The GBR algorithm is a popular machine learning algorithm that could generate highly accurate predictions. It is a "ensemble" method which builds on combining simple "Decision Tree Regressor" algorithms, to avoid some shortcomings of these algorithms. A decision tree algorithm splits the data according to explanatory variables that "best" divide the outcome space roughly in half. This process can be continued until there are no more explanatory variables to perform an additional split. A shortcoming of this approach is that the decision tree can easily become too complex and is prone to overfitting. Furthermore, as decision trees focus on splitting the data successively, based on single explanatory variables, they cannot detect complex interdependent relationsships between features which might be important drivers of observed outcomes.

Ensemble methods, like the GBR algorithm, take several simple decision tree algorithms, merge them together and produce a sophisticated non-linear regression algorithm. In general, by combining several of such simple algorithms, ensemble methods can detect complex relationships in the data, greatly enhance the accuracy of predictions, while at the same time reduce the risk of overfitting. A remaining shortcoming of the GBR algorithm is that is susceptive to noise and outliers in the data. However, as established in the descriptive analysis, outliers are not likely to pose a serious problem in this setup. Furthermore, as a pre-processing step, before fitting the algorithm, all explanatory variables will be normalized to avoid that the algorithm models any noise, arising from a different scaling between variables.  

The GBR algorithm can be fine-tuned based on a set of "hyper-parameters" that specify how exactly the algorithm is fitted to the data. From the outset it is generally hard to know which set of hyper-parameters generates the best fit that maximizes the accuracy of the algorithm on out-of-sample predictions. A common technique to determine the choice of hyper-parameters is to use **Grid Search**. The grid search technique loops of several parameter choices of the algorithm, fits a model for each parameter specification and subsequently calculates the MSE of the model's predictions on a hold-out test set. After looping over all parameters, the MSE for each specification can be compared. This allows to pick a set of parameters that best generalize to unseen data. In this project, to determine the optimal hyper-parameters, the technique of "Grid Search Cross-Validation" will be used, which combines the strategy of grid search with the evaluation technique of cross-validation. 

The accuracy of the GBR algorithm will be evaluated using **K-Fold cross-validation** on the non-cartel period part of dataset.

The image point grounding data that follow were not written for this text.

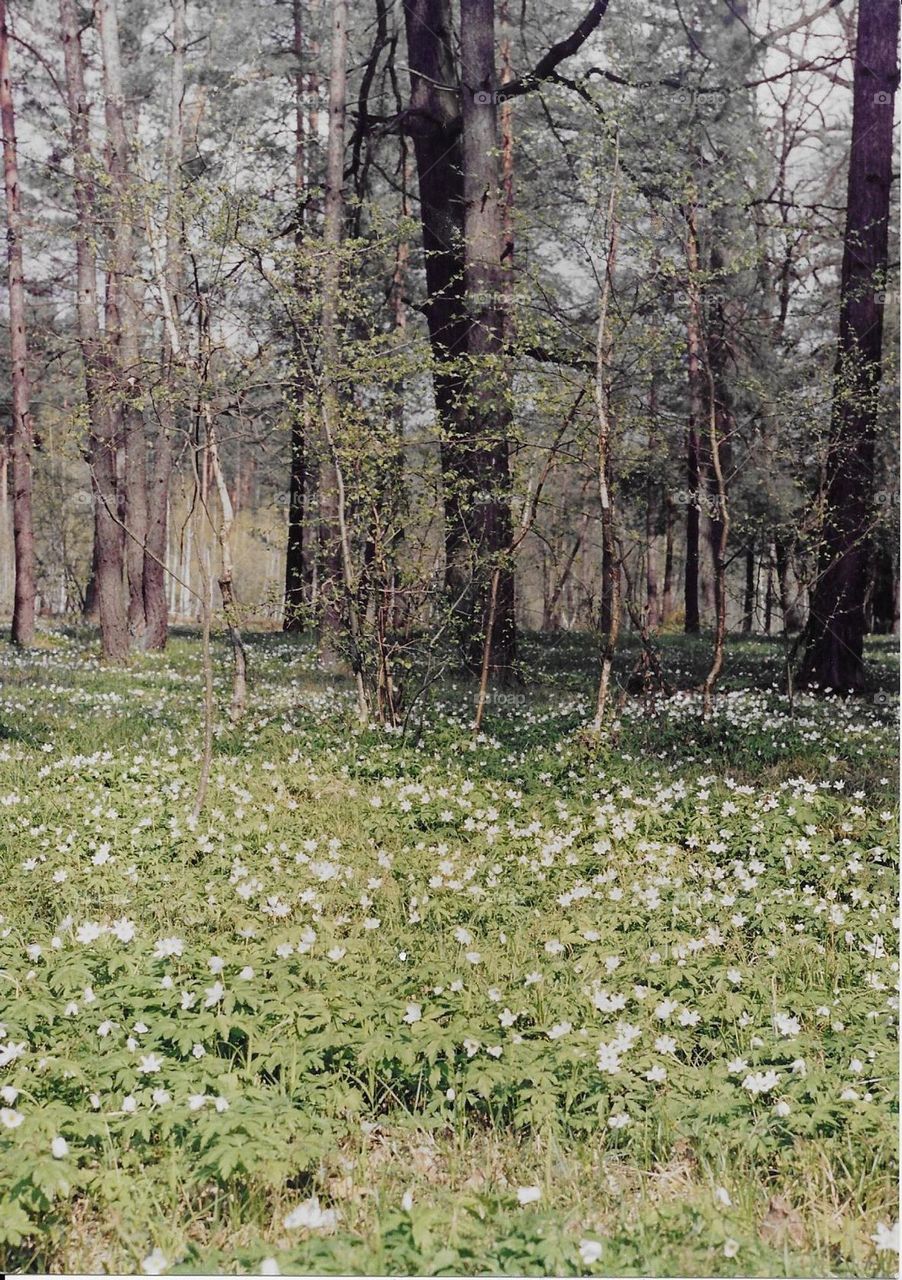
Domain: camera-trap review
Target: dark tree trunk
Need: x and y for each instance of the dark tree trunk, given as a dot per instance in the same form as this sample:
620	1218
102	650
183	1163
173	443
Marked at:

K-Fold cross-validation divides the dataset into K bins. Subsequently, K-1 bins are used as a training set to fit the algorithm to the data. The holdout bin is used as a testing set. The fitted algorithm generates out-of-sample price predictions for the hold-out test set, which are then compared with the actual true prices. Thus, the accuracy of the algorithm is evaluated on its ability to produce predictions for situations it has never seen before. In general, it might be possible that the split in training and test sets is a lucky draw, resulting in a very high accuracy of the predictions. Therefore, the process is continued with the K-1 bins being reassigned, until each bin of the dataset has been used as a test set, thereby allowing the performance of the algorithm to be evaluated based on multiple training/test sets. Finally, by combining K-Fold cross validation with grid search, the algorithm will loop over all possible combinations of pre-specified hyper-parameters and for each specification compute the average cross-validated MSE. The algorithm with the set of hyperparameters, that achieves the lowest average cross-validated MSE is used to make final predictions for the counterfactual scenario that no cartel existed.

### Benchmark

The benchmark result against which the GBR algorithm will be evaluated is the average cross-validated MSE of the econometric model used in the Bernheim report.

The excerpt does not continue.